Honk If You Love Money
As I sat at a red light in our neighborhood last week, waiting to make a right-hand turn, my attention was focused on traffic coming from my left. As I waited, I committed a grievous sin. I didn’t notice that the oncoming drivers were slowing down because their light had turned red and mine had turned green. My less-than-instantaneous reaction prompted the driver in back of me to honk his horn.
It wasn’t a gentle, toot, as if to say, “Excuse me but you may not have noticed that the light is now green.” It was a full-on, lingering blast, telling me in no uncertain terms that I had no right to be on the planet, and certainly not on this particular road.
“Good morning to you, too, neighbor,” I thought.
It reminded me of a study I read about in which researchers spent many hours observing drivers at traffic lights. They wanted to know what typically happens in situations similar to the one I just described. What happens when the driver in the first position waiting at a traffic light doesn’t notice right away when the light turns green? Will driver number two, the one right behind driver number one, honk or not?
What the researchers discovered, after watching this scene play out time and time again, is that what mattered most was the type of car being driven by driver number one. If it was a newer car, an expensive car, a prestigious car, then the driver in position two tended not to honk. But if it was an older car, a not-so-expensive car, a not prestigious car — perhaps a 2010 Honda Accord, for example (ahem) — then the driver in position two tended to honk.
That’s interesting, isn’t it? What do you think it says about our relationship with money? Does it say that we respect money?
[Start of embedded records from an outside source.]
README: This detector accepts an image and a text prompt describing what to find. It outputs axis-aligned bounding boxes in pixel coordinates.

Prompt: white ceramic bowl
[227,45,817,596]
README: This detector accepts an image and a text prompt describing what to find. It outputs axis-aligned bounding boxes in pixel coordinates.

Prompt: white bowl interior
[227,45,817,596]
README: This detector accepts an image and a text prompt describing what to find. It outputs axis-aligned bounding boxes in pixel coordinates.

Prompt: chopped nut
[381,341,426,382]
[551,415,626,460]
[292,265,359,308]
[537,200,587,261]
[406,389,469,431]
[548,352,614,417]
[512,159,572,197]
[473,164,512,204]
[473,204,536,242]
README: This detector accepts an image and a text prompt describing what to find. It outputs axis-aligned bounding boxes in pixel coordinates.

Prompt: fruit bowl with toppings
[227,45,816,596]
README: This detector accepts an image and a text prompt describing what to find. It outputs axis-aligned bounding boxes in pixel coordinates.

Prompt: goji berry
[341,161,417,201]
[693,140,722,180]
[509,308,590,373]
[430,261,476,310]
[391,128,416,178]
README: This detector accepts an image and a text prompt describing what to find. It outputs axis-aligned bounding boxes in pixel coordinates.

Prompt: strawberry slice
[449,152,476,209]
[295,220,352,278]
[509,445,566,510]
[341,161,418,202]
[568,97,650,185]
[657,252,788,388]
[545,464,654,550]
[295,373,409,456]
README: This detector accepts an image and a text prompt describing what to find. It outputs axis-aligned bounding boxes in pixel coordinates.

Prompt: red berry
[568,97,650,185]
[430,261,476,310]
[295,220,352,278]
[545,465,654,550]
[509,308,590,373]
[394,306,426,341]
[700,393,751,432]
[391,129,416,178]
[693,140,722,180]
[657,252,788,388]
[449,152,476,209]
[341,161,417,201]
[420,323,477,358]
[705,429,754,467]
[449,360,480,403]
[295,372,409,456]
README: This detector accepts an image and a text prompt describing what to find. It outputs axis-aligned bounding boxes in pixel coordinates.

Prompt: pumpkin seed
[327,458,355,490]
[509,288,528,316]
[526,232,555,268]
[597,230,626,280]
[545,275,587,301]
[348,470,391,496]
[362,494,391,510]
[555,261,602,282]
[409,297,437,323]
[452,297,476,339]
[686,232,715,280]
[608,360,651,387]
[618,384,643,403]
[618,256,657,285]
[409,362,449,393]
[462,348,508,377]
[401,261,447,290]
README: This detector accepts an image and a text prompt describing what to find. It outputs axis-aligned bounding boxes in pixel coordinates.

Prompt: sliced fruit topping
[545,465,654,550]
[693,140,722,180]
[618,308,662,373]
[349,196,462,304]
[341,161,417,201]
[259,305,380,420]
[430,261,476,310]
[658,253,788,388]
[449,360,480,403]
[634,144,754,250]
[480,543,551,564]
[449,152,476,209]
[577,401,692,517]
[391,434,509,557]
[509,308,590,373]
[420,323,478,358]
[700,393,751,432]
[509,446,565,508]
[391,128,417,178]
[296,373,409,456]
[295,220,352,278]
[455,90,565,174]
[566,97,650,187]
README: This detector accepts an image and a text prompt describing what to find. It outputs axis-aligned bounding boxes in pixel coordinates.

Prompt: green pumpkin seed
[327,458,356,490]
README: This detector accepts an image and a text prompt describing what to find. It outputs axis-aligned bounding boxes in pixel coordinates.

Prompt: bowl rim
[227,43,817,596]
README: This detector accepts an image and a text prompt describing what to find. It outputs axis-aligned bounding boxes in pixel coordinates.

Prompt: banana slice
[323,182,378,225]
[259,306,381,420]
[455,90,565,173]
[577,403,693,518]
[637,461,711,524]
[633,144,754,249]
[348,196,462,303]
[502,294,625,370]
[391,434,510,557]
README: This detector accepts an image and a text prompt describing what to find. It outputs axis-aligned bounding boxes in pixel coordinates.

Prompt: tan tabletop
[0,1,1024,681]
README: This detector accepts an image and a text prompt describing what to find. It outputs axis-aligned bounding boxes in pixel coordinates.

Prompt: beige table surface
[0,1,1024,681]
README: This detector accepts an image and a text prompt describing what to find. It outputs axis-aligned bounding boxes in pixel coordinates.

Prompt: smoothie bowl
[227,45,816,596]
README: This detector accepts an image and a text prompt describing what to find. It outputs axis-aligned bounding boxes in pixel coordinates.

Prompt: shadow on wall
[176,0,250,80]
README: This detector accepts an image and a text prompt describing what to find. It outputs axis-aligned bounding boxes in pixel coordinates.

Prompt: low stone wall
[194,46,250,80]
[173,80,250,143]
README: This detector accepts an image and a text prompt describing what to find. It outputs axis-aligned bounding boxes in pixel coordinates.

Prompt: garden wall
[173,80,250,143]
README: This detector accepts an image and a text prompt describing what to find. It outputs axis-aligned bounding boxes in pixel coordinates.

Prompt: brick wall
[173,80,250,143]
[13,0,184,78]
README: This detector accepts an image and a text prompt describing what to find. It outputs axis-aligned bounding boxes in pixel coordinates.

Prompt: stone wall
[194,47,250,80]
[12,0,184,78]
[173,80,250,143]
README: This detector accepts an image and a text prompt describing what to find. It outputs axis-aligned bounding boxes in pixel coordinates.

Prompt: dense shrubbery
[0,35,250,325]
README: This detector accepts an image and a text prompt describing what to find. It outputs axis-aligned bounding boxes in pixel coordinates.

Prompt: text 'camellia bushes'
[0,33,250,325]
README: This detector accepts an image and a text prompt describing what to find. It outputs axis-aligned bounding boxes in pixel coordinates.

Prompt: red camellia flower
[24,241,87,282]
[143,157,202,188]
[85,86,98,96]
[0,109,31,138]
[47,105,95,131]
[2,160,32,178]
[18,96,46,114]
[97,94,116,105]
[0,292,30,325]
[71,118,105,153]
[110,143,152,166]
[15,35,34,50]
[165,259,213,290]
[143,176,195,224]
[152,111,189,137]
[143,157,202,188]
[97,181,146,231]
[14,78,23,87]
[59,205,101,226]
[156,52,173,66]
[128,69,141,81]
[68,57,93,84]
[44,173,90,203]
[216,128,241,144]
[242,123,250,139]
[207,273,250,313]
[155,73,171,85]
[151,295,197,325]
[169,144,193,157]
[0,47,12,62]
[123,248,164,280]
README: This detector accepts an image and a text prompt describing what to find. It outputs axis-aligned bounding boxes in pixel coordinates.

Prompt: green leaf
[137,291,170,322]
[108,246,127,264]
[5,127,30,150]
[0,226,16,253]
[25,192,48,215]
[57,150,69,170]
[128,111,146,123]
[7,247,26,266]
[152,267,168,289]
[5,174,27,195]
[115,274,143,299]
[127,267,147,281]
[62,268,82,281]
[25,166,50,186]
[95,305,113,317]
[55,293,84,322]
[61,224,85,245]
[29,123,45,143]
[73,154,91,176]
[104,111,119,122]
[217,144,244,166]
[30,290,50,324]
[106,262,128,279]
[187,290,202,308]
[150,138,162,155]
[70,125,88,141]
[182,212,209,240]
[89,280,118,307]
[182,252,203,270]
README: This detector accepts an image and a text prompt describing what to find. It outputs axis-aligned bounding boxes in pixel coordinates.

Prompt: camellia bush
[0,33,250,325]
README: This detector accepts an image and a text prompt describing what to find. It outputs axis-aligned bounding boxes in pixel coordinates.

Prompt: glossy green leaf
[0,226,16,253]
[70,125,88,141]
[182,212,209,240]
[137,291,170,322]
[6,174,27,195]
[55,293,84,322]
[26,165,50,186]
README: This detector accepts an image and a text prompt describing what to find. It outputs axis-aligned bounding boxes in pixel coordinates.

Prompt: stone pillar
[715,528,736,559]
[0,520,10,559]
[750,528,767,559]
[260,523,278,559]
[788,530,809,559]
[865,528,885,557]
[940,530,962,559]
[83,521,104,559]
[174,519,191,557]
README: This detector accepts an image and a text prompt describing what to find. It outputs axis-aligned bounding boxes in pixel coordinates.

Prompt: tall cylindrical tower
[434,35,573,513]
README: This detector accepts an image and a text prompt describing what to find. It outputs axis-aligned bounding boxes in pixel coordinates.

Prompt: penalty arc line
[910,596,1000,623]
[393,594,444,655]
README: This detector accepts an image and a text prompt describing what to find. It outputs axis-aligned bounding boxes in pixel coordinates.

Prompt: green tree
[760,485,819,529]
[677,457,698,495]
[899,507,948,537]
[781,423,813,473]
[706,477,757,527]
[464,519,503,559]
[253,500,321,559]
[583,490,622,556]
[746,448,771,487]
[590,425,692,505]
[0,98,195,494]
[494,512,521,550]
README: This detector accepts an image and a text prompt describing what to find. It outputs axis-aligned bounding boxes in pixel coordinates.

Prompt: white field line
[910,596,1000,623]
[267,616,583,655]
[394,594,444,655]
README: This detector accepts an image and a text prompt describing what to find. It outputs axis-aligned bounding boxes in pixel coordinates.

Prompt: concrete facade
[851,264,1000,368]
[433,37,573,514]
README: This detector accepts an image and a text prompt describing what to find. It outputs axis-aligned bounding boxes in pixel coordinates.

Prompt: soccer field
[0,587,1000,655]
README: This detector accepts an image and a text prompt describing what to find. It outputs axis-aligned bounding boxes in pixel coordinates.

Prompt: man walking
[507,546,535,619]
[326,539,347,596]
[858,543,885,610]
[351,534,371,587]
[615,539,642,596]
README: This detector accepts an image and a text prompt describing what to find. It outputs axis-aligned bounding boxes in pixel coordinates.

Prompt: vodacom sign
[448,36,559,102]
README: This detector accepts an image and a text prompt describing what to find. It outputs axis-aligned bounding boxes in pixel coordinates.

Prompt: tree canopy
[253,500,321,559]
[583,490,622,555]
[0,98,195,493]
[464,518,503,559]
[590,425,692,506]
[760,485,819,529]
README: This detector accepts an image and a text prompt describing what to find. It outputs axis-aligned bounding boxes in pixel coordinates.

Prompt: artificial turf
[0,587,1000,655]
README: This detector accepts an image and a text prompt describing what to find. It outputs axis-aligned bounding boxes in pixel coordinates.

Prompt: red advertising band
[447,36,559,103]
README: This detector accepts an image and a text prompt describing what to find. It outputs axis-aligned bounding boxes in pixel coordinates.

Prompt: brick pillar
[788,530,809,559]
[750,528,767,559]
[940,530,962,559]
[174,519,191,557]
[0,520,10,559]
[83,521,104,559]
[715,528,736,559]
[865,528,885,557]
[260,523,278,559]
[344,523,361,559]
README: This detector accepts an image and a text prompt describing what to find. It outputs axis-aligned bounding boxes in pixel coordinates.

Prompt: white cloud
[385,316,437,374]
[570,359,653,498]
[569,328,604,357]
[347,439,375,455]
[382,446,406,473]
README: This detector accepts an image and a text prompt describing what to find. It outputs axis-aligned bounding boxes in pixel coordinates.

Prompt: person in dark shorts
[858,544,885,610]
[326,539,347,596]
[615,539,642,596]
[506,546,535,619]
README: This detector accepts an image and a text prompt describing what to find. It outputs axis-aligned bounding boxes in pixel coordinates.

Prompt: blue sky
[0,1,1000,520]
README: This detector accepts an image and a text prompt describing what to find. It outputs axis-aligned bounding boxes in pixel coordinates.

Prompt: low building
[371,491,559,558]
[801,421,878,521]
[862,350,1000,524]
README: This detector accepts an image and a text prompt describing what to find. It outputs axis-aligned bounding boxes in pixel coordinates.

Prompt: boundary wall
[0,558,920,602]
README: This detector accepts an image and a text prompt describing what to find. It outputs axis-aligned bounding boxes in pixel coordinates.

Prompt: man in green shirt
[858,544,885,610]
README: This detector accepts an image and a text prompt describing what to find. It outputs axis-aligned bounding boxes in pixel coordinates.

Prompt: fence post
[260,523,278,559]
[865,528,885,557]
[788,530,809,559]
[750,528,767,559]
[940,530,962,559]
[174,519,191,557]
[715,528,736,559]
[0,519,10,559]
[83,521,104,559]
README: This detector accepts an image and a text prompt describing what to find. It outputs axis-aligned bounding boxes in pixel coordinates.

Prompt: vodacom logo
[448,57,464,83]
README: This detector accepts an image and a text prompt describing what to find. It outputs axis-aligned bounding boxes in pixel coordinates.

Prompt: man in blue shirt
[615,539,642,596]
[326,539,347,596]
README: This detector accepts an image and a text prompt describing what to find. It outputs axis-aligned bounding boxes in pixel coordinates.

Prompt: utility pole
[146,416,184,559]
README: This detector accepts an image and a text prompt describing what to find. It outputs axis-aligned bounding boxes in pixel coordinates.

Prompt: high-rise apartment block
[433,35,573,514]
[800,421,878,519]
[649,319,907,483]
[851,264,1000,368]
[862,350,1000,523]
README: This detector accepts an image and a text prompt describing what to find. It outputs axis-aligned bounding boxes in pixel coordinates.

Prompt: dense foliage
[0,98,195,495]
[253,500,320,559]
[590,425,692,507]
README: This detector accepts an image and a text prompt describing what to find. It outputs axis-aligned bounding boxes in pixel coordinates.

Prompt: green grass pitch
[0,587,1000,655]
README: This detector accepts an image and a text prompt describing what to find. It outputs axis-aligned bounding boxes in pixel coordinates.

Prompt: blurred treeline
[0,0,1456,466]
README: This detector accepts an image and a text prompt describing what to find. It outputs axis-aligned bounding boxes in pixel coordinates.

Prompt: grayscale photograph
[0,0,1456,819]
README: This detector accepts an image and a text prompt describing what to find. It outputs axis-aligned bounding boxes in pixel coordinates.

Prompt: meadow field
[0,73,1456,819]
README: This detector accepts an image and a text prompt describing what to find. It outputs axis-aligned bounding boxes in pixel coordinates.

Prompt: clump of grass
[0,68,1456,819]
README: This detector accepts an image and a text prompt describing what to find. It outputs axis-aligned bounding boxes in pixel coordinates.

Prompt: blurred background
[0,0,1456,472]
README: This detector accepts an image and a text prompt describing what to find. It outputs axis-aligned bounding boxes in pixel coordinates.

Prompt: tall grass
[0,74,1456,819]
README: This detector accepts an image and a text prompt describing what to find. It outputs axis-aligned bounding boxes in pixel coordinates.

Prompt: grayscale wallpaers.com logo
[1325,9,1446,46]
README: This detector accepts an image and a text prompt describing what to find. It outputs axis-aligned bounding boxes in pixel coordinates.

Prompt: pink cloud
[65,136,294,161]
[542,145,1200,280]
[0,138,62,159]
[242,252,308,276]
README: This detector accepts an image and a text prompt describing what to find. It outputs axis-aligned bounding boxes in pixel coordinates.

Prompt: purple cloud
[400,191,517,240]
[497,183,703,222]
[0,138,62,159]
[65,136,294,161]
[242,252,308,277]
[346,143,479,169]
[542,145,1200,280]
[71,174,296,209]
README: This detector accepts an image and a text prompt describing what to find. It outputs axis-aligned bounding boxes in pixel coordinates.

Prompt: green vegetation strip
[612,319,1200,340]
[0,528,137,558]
That we value people who have a lot of money more than those who don’t?
It brings to mind the words from James 2:1-4 (TLB):
Dear brothers, how can you claim that you belong to the Lord Jesus Christ, the Lord of glory, if you show favoritism to rich people and look down on poor people?
If a man comes into your church dressed in expensive clothes and with valuable gold rings on his fingers, and at the same moment another man comes in who is poor and dressed in threadbare clothes, and you make a lot of fuss over the rich man and give him the best seat in the house and say to the poor man, “You can stand over there if you like or else sit on the floor”—well, judging a man by his wealth shows that you are guided by wrong motives.
The traffic light study also reminds me that appearances and reality are sometimes not at all acquainted with each other. That point was made very clearly by the authors of my favorite secular money management book, “The Millionaire Next Door.” What the title conveys is what the authors’ research found: Oftentimes, the truly wealthy are people who don’t necessarily look the part, and just as often, people who do look the part are actually living beyond their means.
Still, since we don’t really know how people are doing financially, our regard for people, and unfortunately, our treatment of them, is probably driven more than we realize by how they appear to be doing.
Can you think of situations where you have shown deference to someone because of how they were dressed, what they drove, or where they lived? Or perhaps situations where someone has treated you better (or worse) than someone else because of how you were dressed, what you drive, or where you live?
It would be good for all of us to be mindful of this. When we spend time with a friend who we know is especially wealthy and another who isn’t. When we’re going about our daily lives and interacting with people we don’t know personally. And yes, when we’re in the second position at a traffic light and the person in front of us doesn’t notice when the light turns green.